Financing Options When Buying Real Estate

There is a spectrum of financing options for buying real estate. However, Chad said the perfect startup for most people is to get started with house hacking.

House hacking is when you move into a fourplex or a duplex, so you have a place to live. You then get an owner-occupant loan either subsidized or insured by the government so you can get a 3.5-5% down payment and a 3.5% 30-year loan.

“That’s cheap money, long-term fixed interest, and a three and a half or 5% down payment,” Chad explained.

That’s one end of the spectrum where you can get started fairly cheaply. On the other end of the spectrum are commercial financing, hard money loans, and other forms of financing that you can use to raise more funds, but have a higher interest rate.

Chad does a lot of seller and private financing. He finds individuals who are happy for a 4-6% return, borrows money from them, and then buys a property producing a 10-12% return.

Financing Options When Buying Small Businesses

Codie explained that about 66% of small businesses on platforms like BizBuySell and LoopNet are sold with seller financing.

This form of financing is hard to get for real estate, but it is very normal for small businesses. Codie also said that your credit rating is not as important when buying a business.

If you’re not making a lot of money, even if you’ve had bankruptcies, you can still buy a business. This is because lenders are underwriting the business, they’re not underwriting your personal credit.

You will have to have a personal guarantee though, and make sure to factor in hiring an operator to run or work in your business.

Surprises, Mistakes, and Headaches Running Rentals

Chad said some of the mistakes he’s made revolve around buying properties that required a lot of his time. Things like underestimating the location and overestimating the cash flow.

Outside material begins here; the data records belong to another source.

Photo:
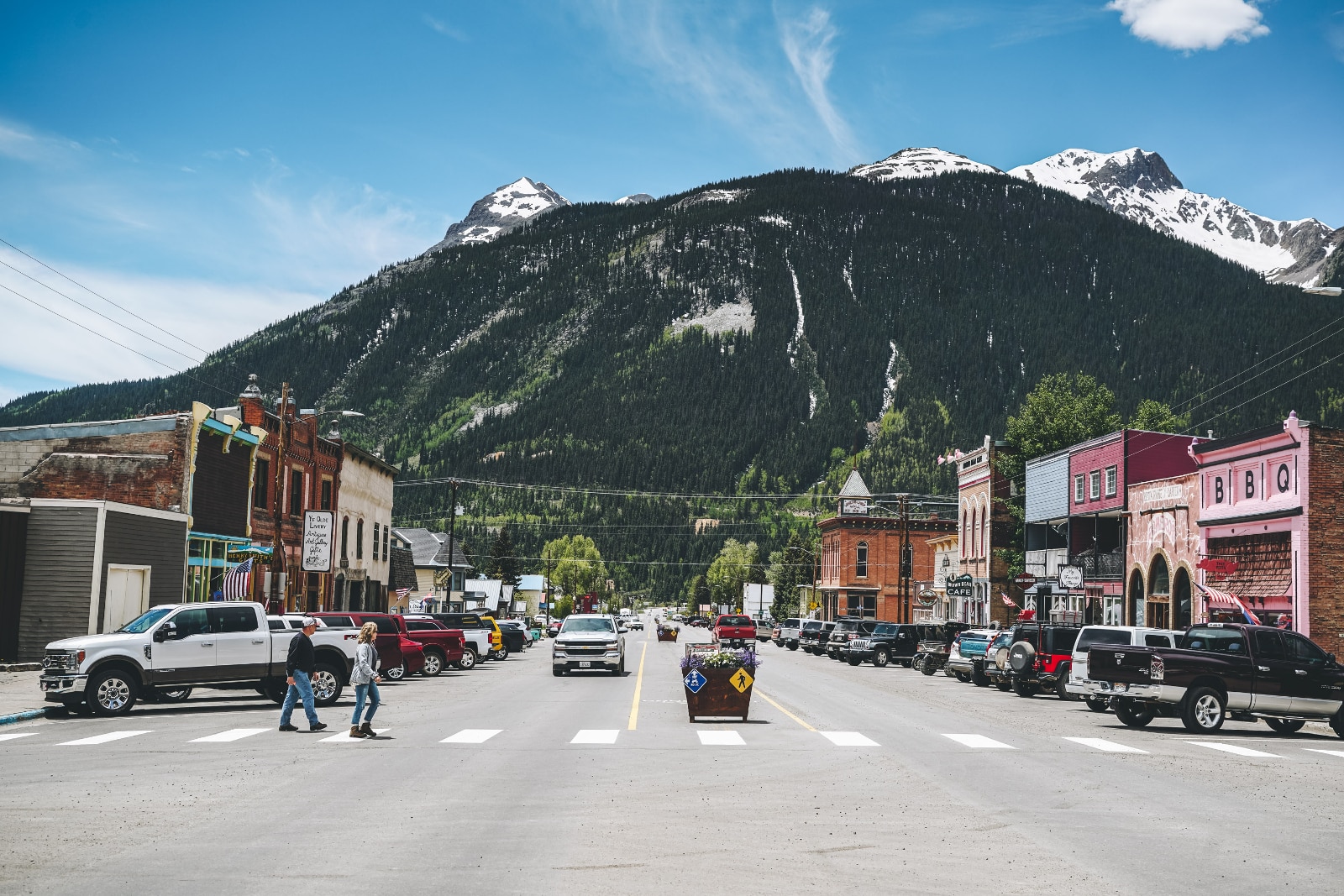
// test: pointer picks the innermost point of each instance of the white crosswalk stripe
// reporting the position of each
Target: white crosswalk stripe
(721, 739)
(344, 736)
(1106, 746)
(228, 736)
(472, 736)
(848, 739)
(102, 739)
(979, 741)
(1328, 752)
(17, 735)
(1234, 748)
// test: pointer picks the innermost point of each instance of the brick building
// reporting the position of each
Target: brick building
(307, 477)
(985, 524)
(860, 558)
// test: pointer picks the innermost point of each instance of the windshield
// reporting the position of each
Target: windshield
(1093, 637)
(145, 621)
(588, 624)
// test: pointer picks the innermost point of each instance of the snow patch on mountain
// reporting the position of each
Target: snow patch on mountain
(1140, 186)
(508, 207)
(920, 161)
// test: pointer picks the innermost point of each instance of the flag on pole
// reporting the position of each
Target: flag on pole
(239, 582)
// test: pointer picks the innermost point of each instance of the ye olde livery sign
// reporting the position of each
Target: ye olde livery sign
(318, 540)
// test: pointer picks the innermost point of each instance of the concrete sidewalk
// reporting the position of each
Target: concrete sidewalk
(19, 692)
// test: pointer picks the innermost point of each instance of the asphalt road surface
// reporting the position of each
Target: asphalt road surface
(952, 789)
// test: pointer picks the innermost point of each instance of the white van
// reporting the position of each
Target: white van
(1100, 637)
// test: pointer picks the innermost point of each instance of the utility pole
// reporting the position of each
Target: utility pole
(277, 557)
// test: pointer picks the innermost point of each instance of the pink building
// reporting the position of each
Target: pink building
(1270, 503)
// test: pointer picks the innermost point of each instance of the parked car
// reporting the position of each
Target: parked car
(1102, 637)
(176, 647)
(1220, 671)
(588, 641)
(398, 654)
(846, 631)
(479, 633)
(813, 634)
(890, 642)
(1041, 656)
(786, 633)
(734, 631)
(967, 649)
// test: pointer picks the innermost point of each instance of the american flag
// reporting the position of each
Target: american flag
(239, 582)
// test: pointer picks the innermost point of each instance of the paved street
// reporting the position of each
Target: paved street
(508, 779)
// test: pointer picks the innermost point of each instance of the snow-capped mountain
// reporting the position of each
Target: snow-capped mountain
(920, 161)
(501, 211)
(1140, 186)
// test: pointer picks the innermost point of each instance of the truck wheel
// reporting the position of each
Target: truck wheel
(112, 692)
(433, 664)
(1099, 705)
(1205, 711)
(326, 683)
(1133, 714)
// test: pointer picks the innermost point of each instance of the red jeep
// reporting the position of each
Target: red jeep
(734, 631)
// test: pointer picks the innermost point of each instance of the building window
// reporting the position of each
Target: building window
(296, 492)
(260, 485)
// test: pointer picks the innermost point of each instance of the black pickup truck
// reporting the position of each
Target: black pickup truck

He also said he was enamored with spreadsheets and the numbers early on in his business. He forgot the human side of renting out property, such as making sure the properties are desirable places for people to live.

Chad has since built a more thorough due diligence checklist when buying properties. It covers all of the core business fundamentals, as well as taking a look at the tenants and how much they like living in the property.

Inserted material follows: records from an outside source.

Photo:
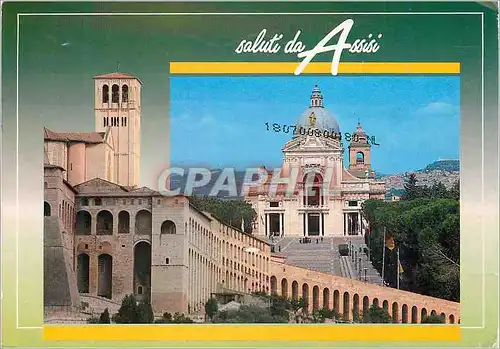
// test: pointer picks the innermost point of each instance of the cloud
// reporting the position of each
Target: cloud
(438, 108)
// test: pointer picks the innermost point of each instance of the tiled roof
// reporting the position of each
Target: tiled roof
(116, 75)
(85, 137)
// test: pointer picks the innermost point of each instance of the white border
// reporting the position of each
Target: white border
(483, 285)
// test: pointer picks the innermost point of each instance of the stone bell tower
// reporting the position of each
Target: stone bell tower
(118, 109)
(359, 153)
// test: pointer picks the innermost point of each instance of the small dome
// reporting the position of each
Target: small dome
(317, 116)
(359, 130)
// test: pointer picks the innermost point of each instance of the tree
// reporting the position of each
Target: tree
(211, 308)
(128, 312)
(411, 188)
(298, 306)
(376, 315)
(433, 319)
(427, 233)
(145, 313)
(104, 318)
(134, 312)
(230, 212)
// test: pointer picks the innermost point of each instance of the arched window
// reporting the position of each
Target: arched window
(46, 209)
(168, 227)
(124, 93)
(105, 94)
(115, 94)
(360, 158)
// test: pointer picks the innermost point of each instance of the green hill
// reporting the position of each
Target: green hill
(444, 165)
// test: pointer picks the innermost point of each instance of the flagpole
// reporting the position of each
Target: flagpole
(383, 260)
(398, 267)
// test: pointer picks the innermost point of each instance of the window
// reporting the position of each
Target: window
(115, 95)
(105, 94)
(124, 93)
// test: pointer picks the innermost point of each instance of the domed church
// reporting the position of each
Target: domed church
(327, 196)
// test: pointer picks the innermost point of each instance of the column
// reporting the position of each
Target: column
(345, 224)
(307, 224)
(281, 224)
(321, 232)
(267, 224)
(304, 223)
(323, 224)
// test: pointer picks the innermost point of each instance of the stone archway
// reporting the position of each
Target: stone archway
(336, 301)
(142, 270)
(326, 298)
(295, 290)
(414, 315)
(305, 295)
(83, 223)
(284, 288)
(395, 312)
(168, 227)
(46, 209)
(315, 298)
(105, 276)
(346, 306)
(404, 314)
(143, 223)
(104, 223)
(123, 222)
(274, 285)
(83, 272)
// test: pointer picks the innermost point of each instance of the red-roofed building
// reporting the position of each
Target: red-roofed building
(313, 193)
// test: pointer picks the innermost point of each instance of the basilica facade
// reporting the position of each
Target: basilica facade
(327, 196)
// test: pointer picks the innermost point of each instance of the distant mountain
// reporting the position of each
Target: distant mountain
(444, 171)
(443, 165)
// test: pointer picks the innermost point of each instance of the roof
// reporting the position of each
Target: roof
(46, 165)
(117, 75)
(84, 137)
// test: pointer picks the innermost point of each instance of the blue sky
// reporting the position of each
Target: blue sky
(220, 121)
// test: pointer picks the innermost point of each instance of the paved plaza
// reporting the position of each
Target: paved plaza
(324, 256)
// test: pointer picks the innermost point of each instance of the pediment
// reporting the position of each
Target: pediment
(308, 143)
(99, 186)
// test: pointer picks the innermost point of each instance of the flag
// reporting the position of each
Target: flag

Surprises, Mistakes, and Headaches Owning Small Businesses

Codie said there are two things she always preaches to help people avoid some common pitfalls when buying a business:

  • Don’t bite off a bigger first deal than you can chew, and
  • Be careful about buying a job not a business

She said you want to find a middle ground. You want to buy a business with enough of a cushion where you can afford to bring in an operator or put people from inside the business into the role.

Codie also said you should also be conservative with your first business. This will help you gain confidence, and then you can start to scale up and do bigger deals.

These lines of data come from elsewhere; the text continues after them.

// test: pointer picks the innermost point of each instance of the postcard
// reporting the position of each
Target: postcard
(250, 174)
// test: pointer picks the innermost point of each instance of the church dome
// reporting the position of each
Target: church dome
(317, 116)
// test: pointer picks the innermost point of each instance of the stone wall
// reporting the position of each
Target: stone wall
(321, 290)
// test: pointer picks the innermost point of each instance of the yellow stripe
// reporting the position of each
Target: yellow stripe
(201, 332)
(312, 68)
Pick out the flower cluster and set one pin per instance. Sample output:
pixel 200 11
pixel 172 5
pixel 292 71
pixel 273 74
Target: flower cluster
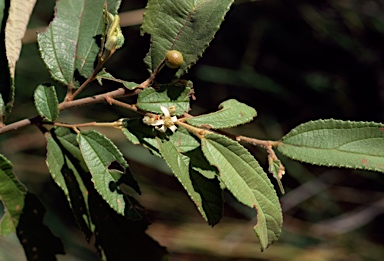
pixel 162 123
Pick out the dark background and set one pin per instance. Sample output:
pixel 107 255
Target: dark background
pixel 294 61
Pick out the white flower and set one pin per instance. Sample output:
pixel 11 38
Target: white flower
pixel 162 123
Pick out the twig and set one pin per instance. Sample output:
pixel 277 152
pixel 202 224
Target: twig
pixel 197 131
pixel 115 124
pixel 121 92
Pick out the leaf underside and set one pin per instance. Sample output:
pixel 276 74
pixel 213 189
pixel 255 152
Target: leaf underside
pixel 99 153
pixel 187 26
pixel 151 99
pixel 46 102
pixel 69 43
pixel 204 192
pixel 337 143
pixel 232 113
pixel 246 180
pixel 12 194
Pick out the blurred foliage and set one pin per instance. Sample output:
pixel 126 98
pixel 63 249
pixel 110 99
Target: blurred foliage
pixel 293 61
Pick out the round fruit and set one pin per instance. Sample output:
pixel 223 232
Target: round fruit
pixel 173 59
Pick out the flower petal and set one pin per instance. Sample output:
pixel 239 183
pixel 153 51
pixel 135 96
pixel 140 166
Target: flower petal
pixel 158 123
pixel 165 111
pixel 173 128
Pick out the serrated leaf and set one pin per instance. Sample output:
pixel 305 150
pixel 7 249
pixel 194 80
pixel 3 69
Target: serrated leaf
pixel 246 180
pixel 172 95
pixel 69 43
pixel 46 102
pixel 12 194
pixel 139 133
pixel 337 143
pixel 99 153
pixel 187 26
pixel 275 168
pixel 103 75
pixel 68 169
pixel 205 193
pixel 18 18
pixel 232 113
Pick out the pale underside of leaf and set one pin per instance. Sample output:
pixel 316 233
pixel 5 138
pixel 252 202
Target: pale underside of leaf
pixel 187 26
pixel 246 180
pixel 69 43
pixel 151 99
pixel 46 102
pixel 19 14
pixel 107 76
pixel 98 153
pixel 337 143
pixel 232 113
pixel 12 194
pixel 204 192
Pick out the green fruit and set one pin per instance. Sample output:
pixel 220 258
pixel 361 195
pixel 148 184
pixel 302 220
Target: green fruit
pixel 173 59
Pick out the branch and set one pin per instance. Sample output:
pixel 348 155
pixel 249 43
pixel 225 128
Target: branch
pixel 121 92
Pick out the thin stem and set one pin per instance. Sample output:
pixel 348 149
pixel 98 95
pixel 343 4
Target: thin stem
pixel 115 124
pixel 200 133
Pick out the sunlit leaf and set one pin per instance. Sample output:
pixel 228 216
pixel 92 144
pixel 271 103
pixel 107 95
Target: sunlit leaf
pixel 246 180
pixel 12 194
pixel 337 143
pixel 46 102
pixel 187 26
pixel 103 75
pixel 99 153
pixel 68 169
pixel 69 43
pixel 231 113
pixel 18 18
pixel 139 133
pixel 205 193
pixel 176 95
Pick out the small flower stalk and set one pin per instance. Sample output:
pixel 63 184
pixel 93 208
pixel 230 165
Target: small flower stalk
pixel 162 123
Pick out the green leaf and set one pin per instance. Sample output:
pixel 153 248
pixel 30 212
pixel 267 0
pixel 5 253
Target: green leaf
pixel 46 102
pixel 246 180
pixel 12 194
pixel 69 43
pixel 68 169
pixel 232 113
pixel 275 168
pixel 103 75
pixel 337 143
pixel 187 26
pixel 176 95
pixel 100 154
pixel 205 193
pixel 139 133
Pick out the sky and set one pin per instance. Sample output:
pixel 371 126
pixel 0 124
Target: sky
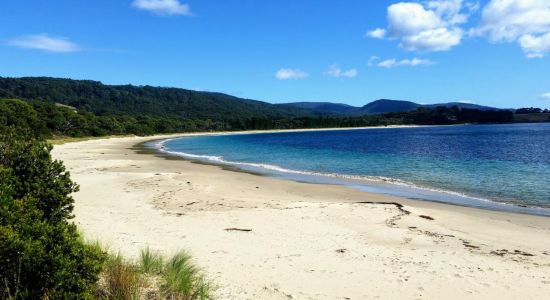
pixel 490 52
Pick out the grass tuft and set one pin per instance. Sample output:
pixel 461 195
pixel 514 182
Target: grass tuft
pixel 182 280
pixel 150 262
pixel 122 280
pixel 152 277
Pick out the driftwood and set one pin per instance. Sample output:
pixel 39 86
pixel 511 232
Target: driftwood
pixel 238 229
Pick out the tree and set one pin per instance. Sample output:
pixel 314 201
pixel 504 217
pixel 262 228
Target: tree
pixel 41 253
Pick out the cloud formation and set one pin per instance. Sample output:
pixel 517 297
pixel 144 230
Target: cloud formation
pixel 392 63
pixel 545 96
pixel 336 71
pixel 286 74
pixel 163 7
pixel 377 33
pixel 431 26
pixel 44 42
pixel 526 22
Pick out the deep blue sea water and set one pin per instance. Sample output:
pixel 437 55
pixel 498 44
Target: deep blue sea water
pixel 492 166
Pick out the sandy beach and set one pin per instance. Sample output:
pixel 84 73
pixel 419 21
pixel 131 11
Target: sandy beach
pixel 303 241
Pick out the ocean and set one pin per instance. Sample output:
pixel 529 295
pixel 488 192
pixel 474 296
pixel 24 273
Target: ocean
pixel 503 167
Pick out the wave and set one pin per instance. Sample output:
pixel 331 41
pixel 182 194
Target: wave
pixel 378 180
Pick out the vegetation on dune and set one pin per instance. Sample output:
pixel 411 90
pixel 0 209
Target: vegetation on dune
pixel 42 255
pixel 53 107
pixel 153 277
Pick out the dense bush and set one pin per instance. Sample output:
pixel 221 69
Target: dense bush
pixel 41 254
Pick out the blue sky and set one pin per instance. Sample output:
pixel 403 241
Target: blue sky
pixel 492 52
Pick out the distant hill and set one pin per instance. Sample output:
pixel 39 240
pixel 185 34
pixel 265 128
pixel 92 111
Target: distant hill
pixel 378 107
pixel 101 99
pixel 387 106
pixel 322 107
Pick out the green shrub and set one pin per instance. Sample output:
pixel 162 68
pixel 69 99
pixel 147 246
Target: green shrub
pixel 41 254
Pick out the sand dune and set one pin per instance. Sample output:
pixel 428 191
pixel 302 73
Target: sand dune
pixel 305 241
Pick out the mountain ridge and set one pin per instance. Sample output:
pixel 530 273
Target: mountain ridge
pixel 379 106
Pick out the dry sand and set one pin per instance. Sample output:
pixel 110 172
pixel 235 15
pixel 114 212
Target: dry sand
pixel 308 241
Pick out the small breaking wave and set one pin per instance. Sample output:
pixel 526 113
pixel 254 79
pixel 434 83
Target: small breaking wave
pixel 364 179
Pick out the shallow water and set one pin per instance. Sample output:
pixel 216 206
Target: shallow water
pixel 489 166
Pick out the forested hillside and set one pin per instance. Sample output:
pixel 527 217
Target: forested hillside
pixel 50 107
pixel 129 100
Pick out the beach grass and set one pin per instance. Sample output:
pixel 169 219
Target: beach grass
pixel 60 140
pixel 121 279
pixel 152 276
pixel 183 279
pixel 150 262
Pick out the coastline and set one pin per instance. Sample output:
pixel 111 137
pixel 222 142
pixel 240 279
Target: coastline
pixel 307 240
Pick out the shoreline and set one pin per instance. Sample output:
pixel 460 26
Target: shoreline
pixel 307 240
pixel 362 184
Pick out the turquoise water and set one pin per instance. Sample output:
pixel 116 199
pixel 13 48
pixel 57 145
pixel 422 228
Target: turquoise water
pixel 492 166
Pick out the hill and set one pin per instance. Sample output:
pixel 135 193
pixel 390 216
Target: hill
pixel 322 107
pixel 382 106
pixel 101 99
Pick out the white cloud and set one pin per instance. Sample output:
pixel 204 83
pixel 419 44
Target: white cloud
pixel 372 60
pixel 44 42
pixel 429 26
pixel 163 7
pixel 377 33
pixel 336 71
pixel 439 39
pixel 535 46
pixel 285 74
pixel 524 21
pixel 391 63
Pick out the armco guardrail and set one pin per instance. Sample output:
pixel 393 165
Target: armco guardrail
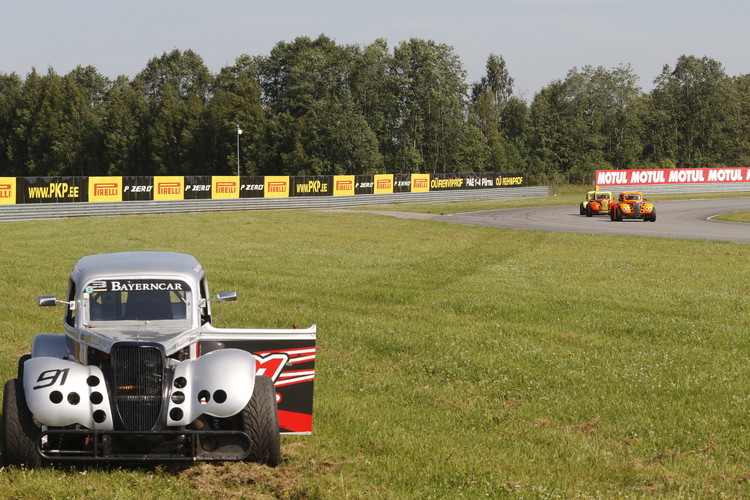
pixel 93 209
pixel 675 180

She’s never had a business go under or lose money, but Codie has bought businesses that were too small. They became a time suck to oversee, so she had to divest those businesses.

Codie said the biggest mistake she has made in this space is not executing. It’s difficult buying businesses — there are a lot of moving parts and you need to do your due diligence.

But there is an upside to this: “Anytime there’s that friction, that’s where the arbitrage is, that’s where all the money’s made,” Codie explained.

Looking back, Codie’s only wish was that she had started sooner. Her advice to anyone interested in investing in businesses is, “Take conservative bets, but start now.”

Buying a Business vs. Investing in Real Estate Closing Arguments

Codie’s closing argument was, “pick yourself.” She did add that she thinks small businesses have the best valuation today, at the lowest price level with the most leverage allowable.

Her best advice is to develop diversified income streams if you’re currently working a 9-5 to safeguard yourself. Anyone can start learning about real estate or buying businesses, and no one is going to regret learning about either of these businesses.

Chad agreed with Codie, saying “you gotta own something.”

He said that not everything to do with real estate is going to make sense, but a lot of it is intuitive, and there are so many creative ways with financing there is no excuse not to get started.